I am working with Openssl 0.9.8k, using the EVP API in my project to encrypt/decrypt data with AES256CBC.
我正在使用Openssl 0.9.8k,使用项目中的EVP API使用AES256CBC加密/解密数据。
TIll now i am taking the Password input from user using fgets(pwd,pwd_len,stdin).
到目前为止,我使用fgets从用户那里获取密码输入(pwd、pwd_len、stdin)。

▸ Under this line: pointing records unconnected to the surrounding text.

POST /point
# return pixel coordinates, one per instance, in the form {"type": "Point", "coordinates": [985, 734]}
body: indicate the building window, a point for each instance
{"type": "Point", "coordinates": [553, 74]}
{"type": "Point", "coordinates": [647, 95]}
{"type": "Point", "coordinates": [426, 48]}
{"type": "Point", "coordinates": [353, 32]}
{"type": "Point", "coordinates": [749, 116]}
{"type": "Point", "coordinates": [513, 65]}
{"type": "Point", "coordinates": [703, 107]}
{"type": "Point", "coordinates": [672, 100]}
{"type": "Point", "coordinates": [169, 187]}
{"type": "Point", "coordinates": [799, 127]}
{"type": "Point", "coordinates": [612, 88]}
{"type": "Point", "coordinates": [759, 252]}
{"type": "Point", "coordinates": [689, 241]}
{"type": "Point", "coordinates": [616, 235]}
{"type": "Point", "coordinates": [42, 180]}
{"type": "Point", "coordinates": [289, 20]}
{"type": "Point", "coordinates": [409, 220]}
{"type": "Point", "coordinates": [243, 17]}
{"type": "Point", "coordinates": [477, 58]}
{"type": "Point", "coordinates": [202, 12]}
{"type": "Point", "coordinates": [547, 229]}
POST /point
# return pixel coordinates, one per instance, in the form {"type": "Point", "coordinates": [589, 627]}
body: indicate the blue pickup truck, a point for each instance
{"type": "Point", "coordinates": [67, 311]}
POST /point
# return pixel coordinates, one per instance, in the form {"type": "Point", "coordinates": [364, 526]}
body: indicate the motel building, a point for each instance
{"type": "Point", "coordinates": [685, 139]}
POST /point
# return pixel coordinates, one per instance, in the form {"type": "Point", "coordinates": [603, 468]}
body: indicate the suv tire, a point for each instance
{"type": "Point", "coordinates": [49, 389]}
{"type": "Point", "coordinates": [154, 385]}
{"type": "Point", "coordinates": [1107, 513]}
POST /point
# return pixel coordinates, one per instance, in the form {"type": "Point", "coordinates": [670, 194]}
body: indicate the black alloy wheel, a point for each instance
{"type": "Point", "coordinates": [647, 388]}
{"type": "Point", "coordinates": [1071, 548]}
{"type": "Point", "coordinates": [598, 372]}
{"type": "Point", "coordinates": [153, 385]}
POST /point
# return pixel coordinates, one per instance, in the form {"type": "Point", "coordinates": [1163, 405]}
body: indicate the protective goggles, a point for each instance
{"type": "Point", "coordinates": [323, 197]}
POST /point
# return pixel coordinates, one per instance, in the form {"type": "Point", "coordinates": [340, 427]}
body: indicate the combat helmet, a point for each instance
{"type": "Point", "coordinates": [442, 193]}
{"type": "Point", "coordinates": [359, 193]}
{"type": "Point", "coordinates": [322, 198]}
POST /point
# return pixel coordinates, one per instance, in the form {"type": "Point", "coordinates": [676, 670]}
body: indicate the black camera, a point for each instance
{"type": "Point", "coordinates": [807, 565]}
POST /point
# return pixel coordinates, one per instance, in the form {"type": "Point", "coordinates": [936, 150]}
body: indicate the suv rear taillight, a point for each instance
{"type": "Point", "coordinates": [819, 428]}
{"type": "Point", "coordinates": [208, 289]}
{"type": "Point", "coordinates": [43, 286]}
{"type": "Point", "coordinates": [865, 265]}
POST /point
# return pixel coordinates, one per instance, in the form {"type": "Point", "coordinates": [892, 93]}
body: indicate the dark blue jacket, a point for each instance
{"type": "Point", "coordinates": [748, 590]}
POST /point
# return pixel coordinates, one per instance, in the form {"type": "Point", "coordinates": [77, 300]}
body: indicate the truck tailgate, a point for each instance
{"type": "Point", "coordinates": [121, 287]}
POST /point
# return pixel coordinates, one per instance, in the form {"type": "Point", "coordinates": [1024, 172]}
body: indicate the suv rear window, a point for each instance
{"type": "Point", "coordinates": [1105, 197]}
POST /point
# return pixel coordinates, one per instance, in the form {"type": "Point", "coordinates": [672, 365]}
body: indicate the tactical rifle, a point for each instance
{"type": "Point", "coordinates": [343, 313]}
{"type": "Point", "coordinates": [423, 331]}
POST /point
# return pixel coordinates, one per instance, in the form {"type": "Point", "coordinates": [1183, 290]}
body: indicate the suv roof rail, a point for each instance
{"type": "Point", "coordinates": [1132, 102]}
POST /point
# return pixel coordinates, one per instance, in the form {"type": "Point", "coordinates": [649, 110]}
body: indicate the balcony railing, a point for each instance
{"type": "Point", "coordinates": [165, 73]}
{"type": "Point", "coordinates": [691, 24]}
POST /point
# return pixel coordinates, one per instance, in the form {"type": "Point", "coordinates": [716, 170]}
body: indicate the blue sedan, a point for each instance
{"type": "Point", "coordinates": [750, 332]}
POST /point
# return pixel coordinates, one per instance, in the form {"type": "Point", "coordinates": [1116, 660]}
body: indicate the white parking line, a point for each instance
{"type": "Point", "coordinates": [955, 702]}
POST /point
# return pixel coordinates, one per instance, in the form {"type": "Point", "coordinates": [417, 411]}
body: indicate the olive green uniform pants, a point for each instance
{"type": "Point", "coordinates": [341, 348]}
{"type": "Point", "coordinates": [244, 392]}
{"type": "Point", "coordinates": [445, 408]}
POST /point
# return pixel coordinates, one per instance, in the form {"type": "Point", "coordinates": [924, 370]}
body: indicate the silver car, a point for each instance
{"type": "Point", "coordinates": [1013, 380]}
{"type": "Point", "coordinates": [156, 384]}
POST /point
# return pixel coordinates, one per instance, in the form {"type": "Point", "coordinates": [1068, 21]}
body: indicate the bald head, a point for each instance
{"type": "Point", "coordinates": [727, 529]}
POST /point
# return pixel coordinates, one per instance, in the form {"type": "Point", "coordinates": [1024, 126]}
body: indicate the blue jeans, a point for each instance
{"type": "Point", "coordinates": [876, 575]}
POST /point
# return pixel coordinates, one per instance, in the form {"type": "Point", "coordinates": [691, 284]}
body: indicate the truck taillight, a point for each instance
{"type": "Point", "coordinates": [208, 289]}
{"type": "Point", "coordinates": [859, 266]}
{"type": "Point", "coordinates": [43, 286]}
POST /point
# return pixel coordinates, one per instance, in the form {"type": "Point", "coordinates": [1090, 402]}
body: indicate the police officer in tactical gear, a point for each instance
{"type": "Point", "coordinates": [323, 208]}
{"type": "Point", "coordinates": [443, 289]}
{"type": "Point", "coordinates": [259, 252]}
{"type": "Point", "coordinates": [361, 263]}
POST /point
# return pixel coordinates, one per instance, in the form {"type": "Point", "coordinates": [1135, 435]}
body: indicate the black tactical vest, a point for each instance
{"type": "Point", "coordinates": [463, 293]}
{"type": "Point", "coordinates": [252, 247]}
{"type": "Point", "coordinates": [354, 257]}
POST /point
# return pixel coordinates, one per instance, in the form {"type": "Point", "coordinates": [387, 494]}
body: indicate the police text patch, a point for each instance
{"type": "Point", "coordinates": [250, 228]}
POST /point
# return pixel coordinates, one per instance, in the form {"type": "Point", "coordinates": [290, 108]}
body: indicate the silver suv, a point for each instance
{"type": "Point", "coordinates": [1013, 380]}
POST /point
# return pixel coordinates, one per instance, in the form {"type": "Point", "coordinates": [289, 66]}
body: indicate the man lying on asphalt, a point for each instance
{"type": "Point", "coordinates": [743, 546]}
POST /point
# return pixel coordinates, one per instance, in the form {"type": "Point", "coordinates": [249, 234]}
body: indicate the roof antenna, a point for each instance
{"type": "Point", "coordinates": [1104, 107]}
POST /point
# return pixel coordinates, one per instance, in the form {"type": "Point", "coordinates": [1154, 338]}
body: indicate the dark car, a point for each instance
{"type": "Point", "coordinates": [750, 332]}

Is there any function available with openssl which facilitates secure password input. I tried searching on net but could not find any.(openssl documentation itself is not sufficient)
openssl是否有任何可用于安全密码输入的功能。我试着在网上搜索,但是没有找到。(openssl文档本身是不够的)
Any suggestions or pointers towards any documentation will be highly appreciated.
如对任何文档有任何建议或建议,我们将不胜感激。
NOTE:: If there is no function as such with Openssl, can someone please suggest me the possible security loopholes that can be exploited in taking the password in my current approach from stdin using fgets so that i can write my own custom function for this.
注意::如果Openssl没有类似的功能,请有人建议我在使用fgets从stdin获取密码时可能存在的安全漏洞,以便我可以为此编写自己的自定义函数。
many thanks
非常感谢
1 个解决方案
#1
2
openssl will prompt the user for a password if you use the pem routines to open a password-protected file - it's described at http://www.openssl.org/docs/crypto/pem.html (search for "prompt"). those functions also allow you to specify a callback routine that does the prompting; the default callback is the one that prompts the user.
如果您使用pem例程打开一个密码保护文件,openssl将提示用户输入密码——在http://www.openssl.org/docs/crypto/pem.html(搜索“prompt”)中有描述。这些函数还允许您指定执行提示的回调例程;默认回调是提示用户的回调。
what i can't find is any documentation for the default callback routine - i think you will need to go hunting in the code. but if you just wanted to read a password-protected file then the above may be sufficient.
我找不到任何关于默认回调例程的文档——我认为您需要在代码中查找。但是,如果您只是想阅读一个密码保护文件,那么上面的内容可能就足够了。
#1
2
openssl will prompt the user for a password if you use the pem routines to open a password-protected file - it's described at http://www.openssl.org/docs/crypto/pem.html (search for "prompt"). those functions also allow you to specify a callback routine that does the prompting; the default callback is the one that prompts the user.
如果您使用pem例程打开一个密码保护文件,openssl将提示用户输入密码——在http://www.openssl.org/docs/crypto/pem.html(搜索“prompt”)中有描述。这些函数还允许您指定执行提示的回调例程;默认回调是提示用户的回调。
what i can't find is any documentation for the default callback routine - i think you will need to go hunting in the code. but if you just wanted to read a password-protected file then the above may be sufficient.
我找不到任何关于默认回调例程的文档——我认为您需要在代码中查找。但是,如果您只是想阅读一个密码保护文件,那么上面的内容可能就足够了。